On the latest episode of Kicking It on CBS Sports GOLAZO, Davies revealed just how bad things were when he was growing up, as his dad battled drug addiction, and his mother was institutionalized due to her mental health.

He said: "I was on welfare. Sometimes I didn't know where my next meal was coming from and sometimes I had to go out and go to the grocery store with food stamps. One of the most humiliating moments as a kid is going to a grocery store with my younger brother, who is two years younger than me, so I'm acting like I'm his father and his brother at the same time while my mother was in a psychiatric hospital because she was dealing with a lot of mental illness, and tried to commit suicide a few times."

"My father would sometimes go on his drug binges, and so I'm going to shop for my family. I'm going to the grocery store, I'm checking out, you have 60 bucks to buy everything you can. I can't cook, my brother can't cook, so sometimes it's cereal, it's fruit, it's vegetables, whatever you can eat. I'm going to the checkout line, and then the checkout person goes 'aisle 5, processing food stamps, I don't know what I'm doing' and so now everyone in the store, I felt like, looks at you, and then I have to walk two miles from the grocery store to my apartment."

"I was as embarrassed as you can possibly be, I was humiliated, but all I could do was think about eating. There's no other option."

Asked about how football changed his relationship with his dad, Davies added: "Yeah because I wanted the love. My father never missed a game. With all the demons he had... we still have a really good relationship, so second grade was the first time my mother had a mental breakdown and she was put in a mental hospital. In third grade, she tried to commit suicide, she took 96 pills at once. I was tasked with, in the back seat, my dad said 'keep her up, because if she falls asleep she's not going to make it'.... I'm in third grade, trying to keep my mom up. I knew that the only way I was going to have at least one parent with me all the time was my dad and having that connection with soccer."

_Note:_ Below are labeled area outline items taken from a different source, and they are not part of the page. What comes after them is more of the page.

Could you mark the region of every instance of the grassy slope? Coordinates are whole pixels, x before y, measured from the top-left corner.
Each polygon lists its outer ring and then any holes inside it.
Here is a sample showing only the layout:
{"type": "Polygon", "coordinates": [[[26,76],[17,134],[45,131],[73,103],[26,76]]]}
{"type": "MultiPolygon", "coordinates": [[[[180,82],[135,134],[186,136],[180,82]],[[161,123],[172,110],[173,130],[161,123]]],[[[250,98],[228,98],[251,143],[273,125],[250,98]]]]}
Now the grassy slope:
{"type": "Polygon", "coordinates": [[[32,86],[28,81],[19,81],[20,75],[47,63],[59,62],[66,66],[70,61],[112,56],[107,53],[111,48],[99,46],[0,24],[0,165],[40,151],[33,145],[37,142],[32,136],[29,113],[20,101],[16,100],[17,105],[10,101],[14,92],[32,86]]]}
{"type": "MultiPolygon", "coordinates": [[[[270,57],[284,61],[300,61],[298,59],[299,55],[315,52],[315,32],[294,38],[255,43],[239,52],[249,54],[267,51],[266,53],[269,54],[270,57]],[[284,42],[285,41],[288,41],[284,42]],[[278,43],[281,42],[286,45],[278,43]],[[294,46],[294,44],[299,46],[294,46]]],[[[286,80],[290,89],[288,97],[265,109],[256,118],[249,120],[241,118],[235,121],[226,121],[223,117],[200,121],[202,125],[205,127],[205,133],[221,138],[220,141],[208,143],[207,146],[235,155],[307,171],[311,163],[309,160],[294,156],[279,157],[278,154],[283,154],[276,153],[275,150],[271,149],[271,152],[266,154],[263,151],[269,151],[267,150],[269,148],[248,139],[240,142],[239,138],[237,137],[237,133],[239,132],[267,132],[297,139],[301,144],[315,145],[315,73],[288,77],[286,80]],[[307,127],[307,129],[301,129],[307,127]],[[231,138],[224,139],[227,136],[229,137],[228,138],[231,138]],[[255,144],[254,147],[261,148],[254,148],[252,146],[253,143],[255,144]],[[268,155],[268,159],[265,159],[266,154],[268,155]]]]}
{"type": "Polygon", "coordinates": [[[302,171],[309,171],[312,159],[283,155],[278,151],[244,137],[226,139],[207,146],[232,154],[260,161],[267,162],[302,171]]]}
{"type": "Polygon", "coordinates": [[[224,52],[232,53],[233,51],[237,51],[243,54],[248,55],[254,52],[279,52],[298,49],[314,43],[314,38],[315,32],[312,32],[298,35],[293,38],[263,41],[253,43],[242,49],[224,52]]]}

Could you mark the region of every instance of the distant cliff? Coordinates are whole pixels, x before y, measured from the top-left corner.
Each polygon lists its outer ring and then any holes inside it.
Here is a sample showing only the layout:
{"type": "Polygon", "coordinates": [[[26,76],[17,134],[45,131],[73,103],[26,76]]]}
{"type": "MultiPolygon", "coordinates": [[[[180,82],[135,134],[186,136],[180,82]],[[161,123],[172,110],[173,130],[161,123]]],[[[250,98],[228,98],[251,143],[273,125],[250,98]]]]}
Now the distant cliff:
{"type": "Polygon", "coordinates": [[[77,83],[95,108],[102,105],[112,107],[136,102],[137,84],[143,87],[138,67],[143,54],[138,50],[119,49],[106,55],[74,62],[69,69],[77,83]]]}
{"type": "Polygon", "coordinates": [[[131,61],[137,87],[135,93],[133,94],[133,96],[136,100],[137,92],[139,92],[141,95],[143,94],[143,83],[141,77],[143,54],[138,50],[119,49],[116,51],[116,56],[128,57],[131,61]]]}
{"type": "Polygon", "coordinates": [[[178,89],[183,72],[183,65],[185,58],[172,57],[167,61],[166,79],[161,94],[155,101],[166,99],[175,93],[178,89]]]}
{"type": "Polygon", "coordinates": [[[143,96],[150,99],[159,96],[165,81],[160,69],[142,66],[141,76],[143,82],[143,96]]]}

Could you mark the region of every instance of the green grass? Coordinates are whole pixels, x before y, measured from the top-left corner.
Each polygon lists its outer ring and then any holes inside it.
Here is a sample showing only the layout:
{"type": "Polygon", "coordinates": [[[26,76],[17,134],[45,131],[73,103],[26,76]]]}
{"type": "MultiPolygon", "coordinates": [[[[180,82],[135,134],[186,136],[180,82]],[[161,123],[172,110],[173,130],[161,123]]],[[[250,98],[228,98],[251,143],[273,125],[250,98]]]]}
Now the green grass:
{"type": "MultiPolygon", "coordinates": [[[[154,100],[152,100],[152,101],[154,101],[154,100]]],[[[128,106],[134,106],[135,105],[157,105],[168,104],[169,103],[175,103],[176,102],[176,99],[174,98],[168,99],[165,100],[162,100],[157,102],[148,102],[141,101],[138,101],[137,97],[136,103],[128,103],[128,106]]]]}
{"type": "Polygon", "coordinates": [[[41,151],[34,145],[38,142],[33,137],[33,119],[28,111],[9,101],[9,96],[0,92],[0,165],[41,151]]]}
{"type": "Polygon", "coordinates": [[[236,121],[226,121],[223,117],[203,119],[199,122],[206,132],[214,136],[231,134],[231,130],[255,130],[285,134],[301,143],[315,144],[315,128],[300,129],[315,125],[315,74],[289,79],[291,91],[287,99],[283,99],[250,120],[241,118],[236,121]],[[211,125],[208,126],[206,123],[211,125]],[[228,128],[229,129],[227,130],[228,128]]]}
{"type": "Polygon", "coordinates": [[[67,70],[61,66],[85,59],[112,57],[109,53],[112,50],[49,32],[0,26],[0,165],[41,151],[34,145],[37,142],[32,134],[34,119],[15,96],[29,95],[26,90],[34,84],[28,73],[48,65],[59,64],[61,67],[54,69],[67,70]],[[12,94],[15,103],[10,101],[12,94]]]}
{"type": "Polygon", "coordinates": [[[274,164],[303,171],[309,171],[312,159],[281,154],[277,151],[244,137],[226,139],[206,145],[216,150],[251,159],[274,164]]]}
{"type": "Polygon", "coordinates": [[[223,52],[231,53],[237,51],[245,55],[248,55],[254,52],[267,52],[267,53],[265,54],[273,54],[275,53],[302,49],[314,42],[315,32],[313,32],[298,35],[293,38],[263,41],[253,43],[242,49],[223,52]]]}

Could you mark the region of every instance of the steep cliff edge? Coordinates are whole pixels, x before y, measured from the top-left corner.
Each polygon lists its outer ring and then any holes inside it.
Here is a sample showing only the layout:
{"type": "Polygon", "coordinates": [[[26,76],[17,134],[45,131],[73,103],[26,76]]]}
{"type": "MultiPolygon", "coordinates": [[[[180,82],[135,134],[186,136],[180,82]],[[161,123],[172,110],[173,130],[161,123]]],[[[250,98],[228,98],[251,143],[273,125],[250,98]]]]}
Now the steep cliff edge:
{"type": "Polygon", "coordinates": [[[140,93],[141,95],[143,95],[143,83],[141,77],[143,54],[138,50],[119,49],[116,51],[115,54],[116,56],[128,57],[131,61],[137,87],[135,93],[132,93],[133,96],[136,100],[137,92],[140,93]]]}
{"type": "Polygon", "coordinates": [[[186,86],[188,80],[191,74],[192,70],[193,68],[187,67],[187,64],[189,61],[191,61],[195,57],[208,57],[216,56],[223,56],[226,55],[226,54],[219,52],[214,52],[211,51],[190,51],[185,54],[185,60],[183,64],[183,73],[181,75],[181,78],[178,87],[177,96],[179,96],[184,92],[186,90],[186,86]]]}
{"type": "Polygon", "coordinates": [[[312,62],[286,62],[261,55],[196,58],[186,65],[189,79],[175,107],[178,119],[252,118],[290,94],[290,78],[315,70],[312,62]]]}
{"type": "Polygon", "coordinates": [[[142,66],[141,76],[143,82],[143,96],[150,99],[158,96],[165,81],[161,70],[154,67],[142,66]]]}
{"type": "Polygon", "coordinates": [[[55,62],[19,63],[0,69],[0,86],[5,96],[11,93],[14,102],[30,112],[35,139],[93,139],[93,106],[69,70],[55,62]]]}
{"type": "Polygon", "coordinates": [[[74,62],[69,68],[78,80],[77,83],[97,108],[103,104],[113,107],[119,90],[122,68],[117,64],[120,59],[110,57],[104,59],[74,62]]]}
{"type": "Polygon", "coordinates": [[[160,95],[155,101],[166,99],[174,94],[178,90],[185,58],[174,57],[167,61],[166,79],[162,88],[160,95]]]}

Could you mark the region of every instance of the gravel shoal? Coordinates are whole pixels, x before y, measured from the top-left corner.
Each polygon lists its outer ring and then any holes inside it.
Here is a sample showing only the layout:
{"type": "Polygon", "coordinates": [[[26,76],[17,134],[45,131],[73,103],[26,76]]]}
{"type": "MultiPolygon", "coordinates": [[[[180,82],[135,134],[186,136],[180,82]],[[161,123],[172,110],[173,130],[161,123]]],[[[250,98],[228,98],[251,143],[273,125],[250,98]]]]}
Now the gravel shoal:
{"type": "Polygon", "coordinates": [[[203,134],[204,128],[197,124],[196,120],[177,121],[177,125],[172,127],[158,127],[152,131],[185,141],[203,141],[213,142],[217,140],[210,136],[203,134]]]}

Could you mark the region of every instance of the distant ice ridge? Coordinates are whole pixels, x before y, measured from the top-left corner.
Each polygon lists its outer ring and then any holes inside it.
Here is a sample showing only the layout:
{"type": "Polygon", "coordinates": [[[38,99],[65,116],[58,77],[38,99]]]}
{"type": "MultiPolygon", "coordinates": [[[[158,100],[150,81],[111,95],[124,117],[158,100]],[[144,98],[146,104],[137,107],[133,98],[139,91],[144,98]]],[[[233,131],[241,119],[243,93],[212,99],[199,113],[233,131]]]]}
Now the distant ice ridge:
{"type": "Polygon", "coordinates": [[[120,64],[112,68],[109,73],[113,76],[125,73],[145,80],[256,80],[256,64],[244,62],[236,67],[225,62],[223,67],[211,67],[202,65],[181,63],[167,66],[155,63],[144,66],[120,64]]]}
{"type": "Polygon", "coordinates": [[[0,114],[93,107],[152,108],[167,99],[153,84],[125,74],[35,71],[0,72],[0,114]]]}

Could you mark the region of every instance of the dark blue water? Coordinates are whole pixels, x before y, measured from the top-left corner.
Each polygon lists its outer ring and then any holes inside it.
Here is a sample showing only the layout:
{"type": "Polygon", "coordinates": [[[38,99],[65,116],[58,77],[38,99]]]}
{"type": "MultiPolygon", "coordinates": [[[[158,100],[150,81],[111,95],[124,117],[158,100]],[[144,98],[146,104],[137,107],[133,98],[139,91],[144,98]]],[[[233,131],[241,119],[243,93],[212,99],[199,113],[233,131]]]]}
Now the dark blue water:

"I enjoyed it because I felt connected to him but also I saw what it was doing for me, as I played games and I was getting better. I wanted to work harder because I felt like I was getting closer and it wasn't until I was 14 or 15 that I saw myself becoming a professional if I continued."

Davies has overcome adversity beyond comprehension, and now founds himself regularly covering soccer with both CBS and MLS as an analyst.